Interpreters must be trustworthy especially when it comes to confidentiality. They must also maintain their boundaries. When situations become more than interpreters can handle they must be able to remove themselves from the situation in a professional manner. For example when a medical assignment becomes a legal interaction such as making a police report while in the ER, then interpreters who are not qualified to interpret for legal settings would make it known that a legal interpreter is required to interpret for the police report.
Interpreters have several layers of decision-making that offer guidance to their work. One group referred to this as a “personal decision making tree” and encompassed the following components: “Code of Professional Conduct, laws that apply to the situation, personal ethics and regulations/rules in the medical setting.” It was also reported that it is important for interpreters to know when to document information (e.g., when and where something occurred, or did not occur when it should have), for example when interpreting services were denied to deaf consumers or signers were used instead of professional interpreters. One participant in the focus group discussions stated, “if it’s not documented, it didn’t happen.”
Knowledge of how to keep oneself safe within medical settings is crucial. Procedures like when to wear masks and gloves and knowing whom to ask if unsure are important aspects of working in medical settings. “At times, the medical professionals will caution you to suit up, but it’s good to know safety” just in case the health care professional doesn’t say anything in a particular situation.
“Interpreters never fully know patient’s medical history” or the specifics of the situations. Interpreters should be well aware of what immunizations they have had and maintain them if they require booster shots, or additional immunizations. Interpreters should also know about transmittable diseases. Knowing how diseases and illnesses are transmitted can assist interpreters in not catching them.

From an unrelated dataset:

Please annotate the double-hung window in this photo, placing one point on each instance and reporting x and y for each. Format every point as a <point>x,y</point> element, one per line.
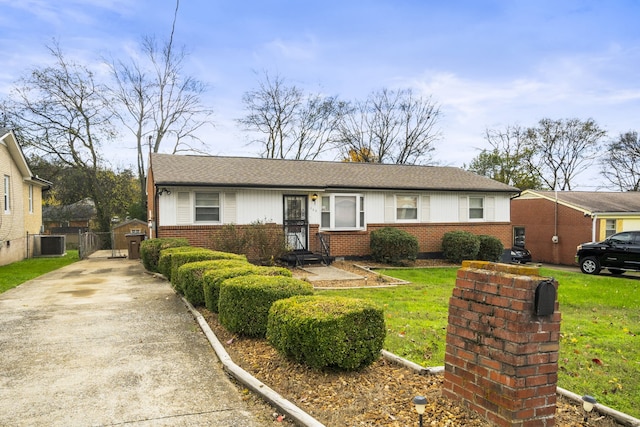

Interpreters should be aware of vicarious trauma and the effect this can have on themselves and on their work. Having support systems in place is vital for maintaining health and working through difficult situations to which interpreters are exposed.
Consumers of interpreting services include deaf, hard of hearing, deaf-blind and non-deaf people. It is difficult and at times impossible to predict what services interpreters will have to provide. Knowing in advance of the situation consumers’ history is helpful in preparing for assignments and providing the best service possible. Knowing how to accommodate for a variety of special needs is important. For example, deaf-blind people may have minimal vision and use a modified visual approach to understanding a Signed Language interpreter or may require tactile interpreting services. If interpreters know this prior to appointments, then the interaction will likely be more successful.
There are a variety of situations when it is not the patient who is deaf. Instead it may be the health care professionals who are deaf and require the services of Signed Language interpreters to communicate with non-deaf patients. For example if the surgeon is deaf it is important for interpreters to know the protocol for surgery and how to scrub in.